(My last name is pronounced /upadʰje/ but /upaðje/ or oo-pa-the-ye is fine too)

I’m a fifth-year PhD student in the Department of Language Science at the University of California - Irvine, where I’m advised Dr. Richard Futrell and affiliated with the Language Processing Group and the meaning lab. Before starting my PhD, I earned my Bachelor’s degree in Cognitive Science with a concentation in Machine Learning and Neural Computation with minor in Math from the University of California - San Diego.

Broadly speaking, I’m interested in understanding the computational and cognitive principles underlying language use in humans and language models (LMs). Presently, I’m fascinated by several questions at the heart of language production — a process that is often pardoxically described as being both easy and effortful. Much of my ongoing work uses computational approaches, corpus analysis, behavioral experiments, and language modeling to characterize how cognitive resource constraints and communicative pressures shape choices in online production.

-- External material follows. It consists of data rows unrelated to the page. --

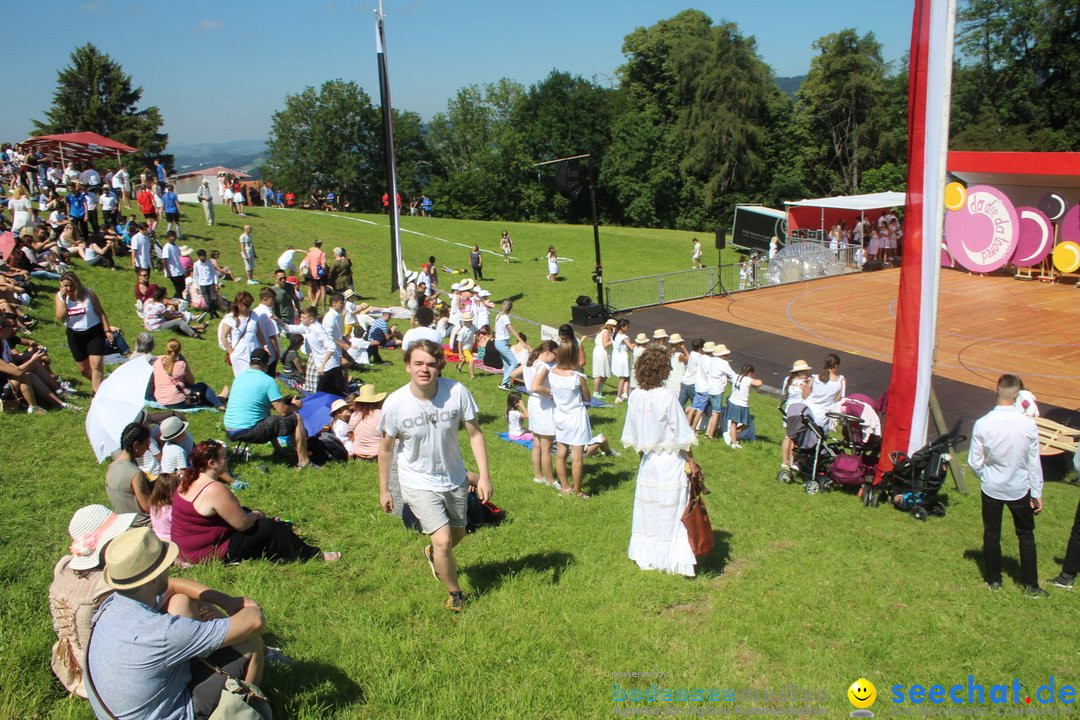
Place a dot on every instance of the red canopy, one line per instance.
(77, 146)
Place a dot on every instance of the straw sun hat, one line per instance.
(91, 528)
(136, 558)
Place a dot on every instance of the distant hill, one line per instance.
(245, 155)
(791, 84)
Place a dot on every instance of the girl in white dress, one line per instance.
(602, 362)
(639, 343)
(541, 409)
(239, 333)
(795, 390)
(620, 363)
(657, 429)
(826, 391)
(572, 432)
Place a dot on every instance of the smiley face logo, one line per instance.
(862, 693)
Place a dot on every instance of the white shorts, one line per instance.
(434, 510)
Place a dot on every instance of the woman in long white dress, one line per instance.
(602, 362)
(239, 333)
(658, 430)
(572, 432)
(620, 362)
(541, 409)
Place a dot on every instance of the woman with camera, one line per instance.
(88, 327)
(174, 383)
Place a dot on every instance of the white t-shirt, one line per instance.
(140, 248)
(429, 456)
(740, 391)
(171, 257)
(415, 334)
(267, 324)
(719, 372)
(690, 377)
(502, 327)
(286, 261)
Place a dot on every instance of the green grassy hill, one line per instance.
(805, 592)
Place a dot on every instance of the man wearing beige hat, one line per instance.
(144, 662)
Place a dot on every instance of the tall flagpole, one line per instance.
(929, 92)
(396, 274)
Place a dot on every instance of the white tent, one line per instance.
(822, 213)
(874, 201)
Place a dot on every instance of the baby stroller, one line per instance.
(913, 485)
(822, 464)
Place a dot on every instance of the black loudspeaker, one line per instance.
(592, 314)
(568, 179)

Conversely, I’m also interested in using insights from cognitive science and psycholinguistic theory to understand the linguistic behavior of language models (large-ish, considering much of this work uses models with < 1B parameters). As part of my undergraduate research, I investigated the role of lexico-semantic and discourse structure knowledge in shaping the choice of referring expressions in LMs. Understanding the representational and mechanistic properties of these systems is still an active research interest of mine, and some of my ongoing projects in this area use psycholinguistically motivated approaches to explore aspects of pragmatic reasoning, mutual intelligibility, and sentence planning in LMs.